All we have to do to build a new habit is to create a routine. That's right, a routine! Please repeat to yourself, "I don't need self-discipline for this, I don't need a new personality, I don't need fresh strength of character or even more willpower: All I Need Is a Routine."
One of our top mentors and business productivity coaches, Lyndon Duke, once said that he had spent many years lowering his self-esteem by bemoaning the condition of his messy apartment. He lived alone and was a highly active business genius who worked many long and joyful hours, but couldn't keep his place clean. He told himself
that he was an undisciplined and disorganized person.
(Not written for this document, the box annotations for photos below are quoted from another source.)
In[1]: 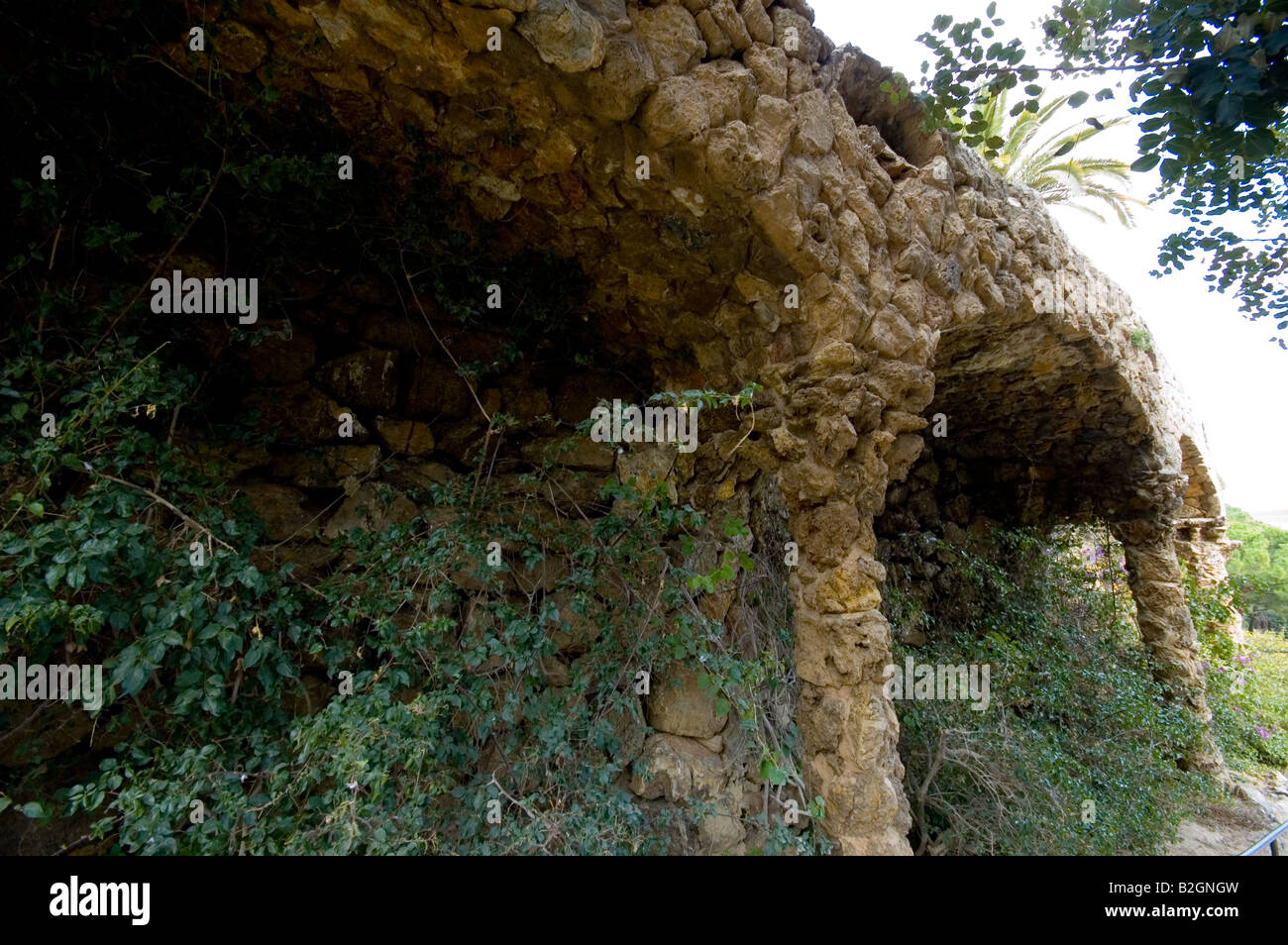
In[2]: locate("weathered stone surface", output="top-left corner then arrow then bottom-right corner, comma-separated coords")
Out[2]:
648,663 -> 729,738
321,348 -> 398,411
375,417 -> 434,456
242,482 -> 319,542
190,0 -> 1224,854
518,0 -> 605,72
322,481 -> 416,540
Soon, in his own mind, he was a slob. Permanent characteristic: slob.
Finally it dawned on him that the only thing missing was a routine. That's all he lacked! He didn't lack will-power, good character, or self-control. Not at all! He simply lacked a routine.
So he made up a routine: "I will straighten things up for 20 minutes every morning." Mondays, while coffee was brewing and eggs simmering, for just a few short and quick minutes, he would do his living room. Tuesdays, his kitchen. Wednesdays, the bedroom. Thursdays, the hall and porch. Fridays, the home office and den. And each Saturday morning, for 20 minutes, we would do a deeper cleaning of his choice. That became his routine. The beauty of a routine is that it eventually becomes habit.
"At first, it was awkward and weird," he said. "And I thought to myself that it was so unnatural and uncomfortable that I would probably never follow through, but I promised myself a 90-day free trial. I'd be free to drop it if my theory was incorrect. My theory was that I only needed a routine, and that once my routine became routine, it would be an effortless and natural part of my life."
He was absolutely correct about all of it. When we first visited him at his place, long after his routine had become habit, we noticed how clean and orderly it looked. We assumed he had someone come in to clean. Then he told us about the power, the absolutely stunning and amazing power, of making up a routine.
"I do it so naturally now that sometimes I don't even remember having done it," he said. "So I'll have to look
out at my living room to check, and lo and behold, it's in complete order. I had done it without thinking."
If something isn't happening in your professional life, if you could be more productive if only you were "as disciplined as so and so," then worry no longer. It isn't about you. It's about your lack of a routine. All you need is a routine. Make up your routine, and follow your routine, and if you do this for 21 days, it will be so effortless and natural to you that you'll never have to think about it again.
Do you hate yourself because you don't prepare for your team meetings? There's nothing wrong with you. You just need a routine. Are you troubled by how your e-mail is taking up your precious time and life as a leader? You aren't missing any kind of inner strength; you are missing a routine. Check your e-mail two specific times a day and tell your people that's what you do. Create a routine for yourself. Follow your routine for 21 days and then it becomes a habbit and Then you're free.

Leadership success is not easy, but it is not all that hard, either.
It is not nearly as hard as we often make it for ourselves.